After SCOTUS, Push for Real Health Reform Begins

After SCOTUS, Push for Real Health Reform Begins

When speaking about a $1 trillion reform–whose price tag has at least doubled–it seems silly to use the term “nickels and dimes.” But the “savings” part, as designed, would offset only a small fraction of the additional spending component.

Those who are paying attention will notice that the reformers don’t generally talk about drastic reductions in spending, but about “cost containment.” In government-speak, a “cut” means a slower increase.

No less an authority than Donald Berwick, former head of the Centers for Medicaid Services (CMS), essentially admitted that “reform” is just nibbling around the edges. Costs could be reduced by 20 percent or more, he acknowledges, in an article in the Apr 11 issue of the Journal of the American Medical Association. However, he writes: “Instantaneously reducing health care waste at the theoretically accessible scale–that is, 20 percent or more of total health care costs–is neither practical nor, from the standpoint of economic stability, desirable.” What about people whose jobs became unnecessary? Or hospitals with “stranded capital”? Waste keeps the economy going, in this view.

The 20 percent is probably much too low. Deane Waldman, M.D., has estimated that 40 percent of the dollars going into the system simply vanish without providing anything recognizable as medical goods or services. Stanley Feld, M.D., estimates that $1 trillion out of $2.5 trillion (about 40 percent) is wasted. These numbers come from poring over financial reports. The real-world price charged for surgery at hospitals is often five to ten times the total package price for the same service at the Surgery Center of Oklahoma. Where does the 80 percent or 90 percent go?

So where do the reformers look for savings? At the very end of the trickle-down spending: the doctor. Doctors receive perhaps 19% of the healthcare dollar, and at least 60% of that is consumed by overhead.

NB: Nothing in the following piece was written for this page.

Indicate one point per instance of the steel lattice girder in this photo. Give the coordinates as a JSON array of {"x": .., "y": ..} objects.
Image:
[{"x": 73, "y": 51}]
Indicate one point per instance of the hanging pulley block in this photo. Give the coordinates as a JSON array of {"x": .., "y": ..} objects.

Suppose your family is going bankrupt. Where should you first look for savings: in the food budget, utilities, car maintenance, piano lessons, and children’s school fees? Surely some savings could be found. But would it make sense to ignore the $10,000 a week you are paying to a financial adviser who is mismanaging your money and embezzling a lot of it? Would it make sense to hire a $1,000 per week “coordinator” to tally spending for groceries or soap, to enforce rules about bicycle riding, to decide whether to skimp on new tires for the car, and to implement a costly information technology system to keep track of all family activities?

That’s the way the reformers are approaching the problem. Of course, there are savings to be achieved at the bottom. High-deductible insurance with health savings accounts would likely cut spending by 30 percent, as patients weigh the value of a scooter against other needs–that’s 30 percent of the spending on real medical care as opposed to the much larger amount on the “healthcare” payment system. Frugality by patients can’t compensate for all the money now drained off the top by third-party payers and their armies of consultants, managers, lawyers, planners, data-crunchers, clerks, and lobbyists.

CEOs of managed-care companies get paid multimillion-dollar salaries because they are in charge of billions of dollars. They are worth far more to the system than lowly doctors, who are merely responsible for human lives and who cost the system money.

The Medicaid expansion in the Affordable Care Act (ACA) is estimated to bring $356 billion in revenue to insurers over 10 years. Care of the poor that used to be provided as charity is now a cash cow for insurers, though Medicaid often doesn’t pay doctors enough to cover their expenses.

Around 85 percent of those thousands of billions of healthcare dollars are flowing through third-party payers, with diversions to other special interests–big drugmakers, big hospital chains, big management firms, and litigation. The back-room deals that got these special interests to help ram the ACA through Congress are beginning to come to light. That’s where we should start looking for savings when we start over on real reform–at the top of the funnel, not the bottom, where all actual medical care is delivered.